Westgate Philip M, West Brady T
Department of Biostatistics, College of Public Health, University of Kentucky, Lexington, KY 40536, U.S.A.
Survey Research Center, Institute for Social Research, University of Michigan-Ann Arbor, Ann Arbor, MI 48109, U.S.A.
J Surv Stat Methodol. 2021 Feb;9(1):141-158. doi: 10.1093/jssam/smz048. Epub 2020 Feb 17.
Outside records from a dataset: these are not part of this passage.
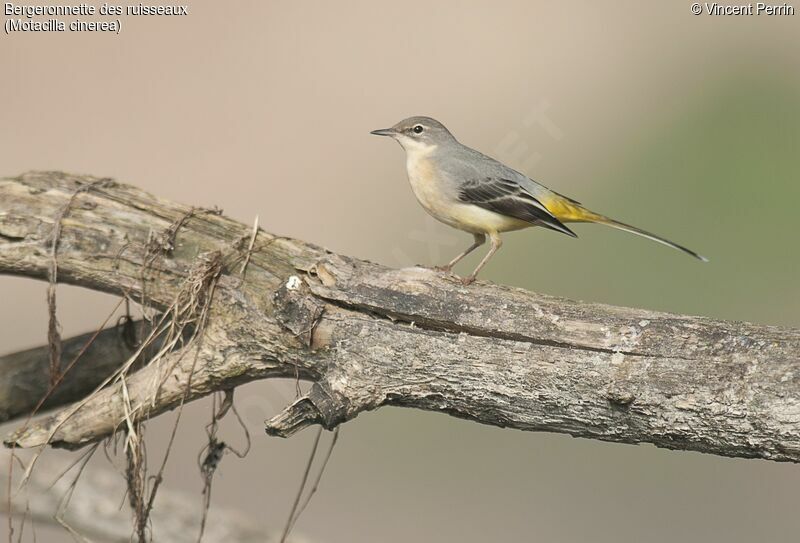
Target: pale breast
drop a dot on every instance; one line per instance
(440, 199)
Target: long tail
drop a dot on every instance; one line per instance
(639, 232)
(571, 211)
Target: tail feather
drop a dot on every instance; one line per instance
(645, 234)
(568, 210)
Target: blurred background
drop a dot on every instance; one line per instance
(685, 125)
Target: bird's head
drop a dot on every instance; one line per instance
(418, 133)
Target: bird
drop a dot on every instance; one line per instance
(467, 190)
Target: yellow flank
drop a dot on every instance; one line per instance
(567, 211)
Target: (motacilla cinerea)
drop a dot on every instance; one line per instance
(470, 191)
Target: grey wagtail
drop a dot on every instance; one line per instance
(470, 191)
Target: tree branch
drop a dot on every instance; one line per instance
(96, 508)
(369, 336)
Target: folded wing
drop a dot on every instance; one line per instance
(507, 197)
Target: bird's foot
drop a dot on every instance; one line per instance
(468, 280)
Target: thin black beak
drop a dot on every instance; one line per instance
(384, 132)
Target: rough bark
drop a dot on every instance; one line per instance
(368, 336)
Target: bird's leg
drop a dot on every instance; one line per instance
(480, 239)
(496, 244)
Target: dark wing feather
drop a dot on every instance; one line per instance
(507, 197)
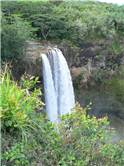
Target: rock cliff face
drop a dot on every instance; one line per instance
(84, 60)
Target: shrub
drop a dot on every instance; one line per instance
(15, 33)
(28, 138)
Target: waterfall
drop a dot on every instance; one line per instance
(58, 88)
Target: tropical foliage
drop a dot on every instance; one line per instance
(78, 22)
(28, 138)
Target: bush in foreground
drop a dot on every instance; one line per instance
(28, 138)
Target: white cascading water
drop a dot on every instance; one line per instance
(58, 88)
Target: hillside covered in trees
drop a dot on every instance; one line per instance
(91, 37)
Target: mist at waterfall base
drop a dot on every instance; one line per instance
(58, 87)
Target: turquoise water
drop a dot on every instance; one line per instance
(104, 104)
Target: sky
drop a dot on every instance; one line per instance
(119, 2)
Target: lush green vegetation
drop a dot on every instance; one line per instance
(28, 138)
(78, 22)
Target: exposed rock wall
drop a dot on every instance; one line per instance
(81, 60)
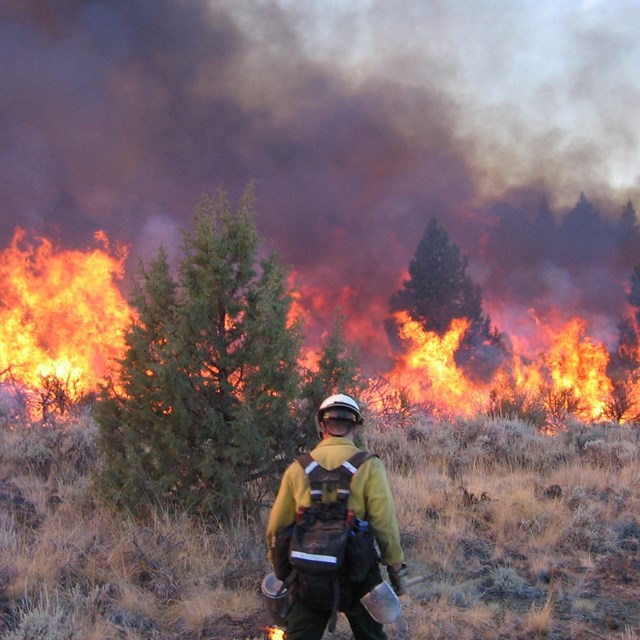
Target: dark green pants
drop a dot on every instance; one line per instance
(305, 623)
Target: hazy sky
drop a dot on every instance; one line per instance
(359, 121)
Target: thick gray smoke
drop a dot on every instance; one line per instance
(356, 123)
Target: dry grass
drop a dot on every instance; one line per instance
(521, 535)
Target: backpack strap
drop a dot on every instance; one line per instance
(319, 476)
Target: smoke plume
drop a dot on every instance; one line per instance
(359, 122)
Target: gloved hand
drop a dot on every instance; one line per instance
(397, 575)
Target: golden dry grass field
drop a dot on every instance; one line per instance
(521, 535)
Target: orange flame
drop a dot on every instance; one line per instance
(61, 312)
(569, 362)
(275, 633)
(428, 370)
Weighted generalized estimating equations (GEE) are popular for the marginal analysis of longitudinal survey data. This popularity is due to the ability of these estimating equations to provide consistent regression parameter estimates and corresponding standard error estimates as long as the population mean and survey weights are correctly specified. Although the data analyst must incorporate a working correlation structure within the weighted GEE, this structure need not be correctly specified. However, accurate modeling of this structure has the potential to improve regression parameter estimation, i.e. reduce standard errors, and therefore the selection of a working correlation structure for use within GEE has received considerable attention in standard longitudinal data analysis settings. In this manuscript, we describe how correlation selection criteria can be extended for use with weighted GEE in the context of analyzing longitudinal survey data. Importantly, we provide and demonstrate an R function that we have created for such analyses. Furthermore, we discuss correlation selection in the context of using existing software which does not have this explicit capability. The methods are demonstrated via the use of data from a real survey in which we are interested in the mean number of falls that elderly individuals in a specific subpopulation experience over time.
加权广义估计方程(GEE)在纵向调查数据的边际分析中很受欢迎。这种受欢迎程度归因于这些估计方程能够在总体均值和调查权重正确指定的情况下,提供一致的回归参数估计值和相应的标准误差估计值。尽管数据分析师必须在加权GEE中纳入一个工作相关结构,但这个结构不必正确指定。然而,对这个结构进行准确建模有可能改善回归参数估计,即减少标准误差,因此在标准纵向数据分析设置中,为GEE选择一个工作相关结构受到了相当多的关注。在本手稿中,我们描述了在分析纵向调查数据的背景下,相关选择标准如何扩展以用于加权GEE。重要的是,我们提供并演示了一个为此类分析创建的R函数。此外,我们在使用没有这种明确功能的现有软件的背景下讨论相关选择。通过使用来自一项实际调查的数据来演示这些方法,在该调查中,我们感兴趣的是特定亚人群中的老年人随着时间推移经历的跌倒平均次数。